Since the episode aired last Friday, Zahorski said he’s seen an uptick in business. One order has been placed every minute, on average, and strangers are contacting him from all over the world about the product.
“Business has been unbelievable. The ‘Shark Tank’ effect is real,” said Zahorski, who has enlisted high school friends to help fill orders. “It’s all hands on deck, packaging as fast as possible.”
Within days of his debut, he sold out of other Line Cutterz merchandise, including fishing rods and about 1,000 carbon fiber rings — the model he gave to Daymond on the show. E-mails have also flooded his inbox with requests for the Swarovski crystal-bedazzled ring he gave judge Lori Greiner, queen of QVC.

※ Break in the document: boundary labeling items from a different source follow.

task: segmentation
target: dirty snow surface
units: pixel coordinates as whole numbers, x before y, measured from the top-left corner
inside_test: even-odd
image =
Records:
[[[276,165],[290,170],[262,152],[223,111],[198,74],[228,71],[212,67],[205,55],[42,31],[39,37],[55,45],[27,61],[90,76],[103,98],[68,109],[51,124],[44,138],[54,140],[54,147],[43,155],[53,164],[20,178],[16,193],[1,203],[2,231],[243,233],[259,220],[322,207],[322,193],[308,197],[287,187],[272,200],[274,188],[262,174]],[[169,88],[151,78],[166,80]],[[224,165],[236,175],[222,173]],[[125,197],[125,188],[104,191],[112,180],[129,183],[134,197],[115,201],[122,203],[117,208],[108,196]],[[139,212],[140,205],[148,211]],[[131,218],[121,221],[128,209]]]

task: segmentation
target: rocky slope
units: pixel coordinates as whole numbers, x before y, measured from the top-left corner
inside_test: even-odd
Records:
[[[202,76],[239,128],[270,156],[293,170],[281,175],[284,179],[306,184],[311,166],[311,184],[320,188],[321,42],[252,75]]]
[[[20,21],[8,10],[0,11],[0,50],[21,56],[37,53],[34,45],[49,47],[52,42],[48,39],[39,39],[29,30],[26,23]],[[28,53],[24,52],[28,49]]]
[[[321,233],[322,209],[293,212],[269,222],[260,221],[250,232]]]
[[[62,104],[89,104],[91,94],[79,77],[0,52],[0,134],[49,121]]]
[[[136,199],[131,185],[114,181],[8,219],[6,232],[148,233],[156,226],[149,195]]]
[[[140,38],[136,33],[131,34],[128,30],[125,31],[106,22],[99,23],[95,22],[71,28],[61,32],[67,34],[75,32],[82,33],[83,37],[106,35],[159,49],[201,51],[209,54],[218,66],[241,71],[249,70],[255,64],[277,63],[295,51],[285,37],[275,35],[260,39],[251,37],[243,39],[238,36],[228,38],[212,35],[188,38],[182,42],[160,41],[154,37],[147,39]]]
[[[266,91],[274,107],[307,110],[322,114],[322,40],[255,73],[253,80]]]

The exposure is a huge victory for the start-up that Zahorski founded on a whim in 2013.
He quit his six-figure salary sales job at an appliance company in Arizona, sold his prized fishing boat and the dream home he helped build with his bare hands, then moved back to his hometown in western Wisconsin with his wife and two young daughters.
A prototype made of welding putty and a dental floss cutter would explode into a booming business. Less than two years after launching, the rings now sell in hundreds of independent bait and tackle shops in eight different countries.
When Zahorski realized the rings also cut thread and yarn, the products were stocked in quilting stores. It retails for $12.
There will be even more to be thankful for this year.
“I’d been telling my wife and family that I was going to be on ‘Shark Tank’ for three years because I was such a big fan,” Zahorski said. “It’s a dream come true.”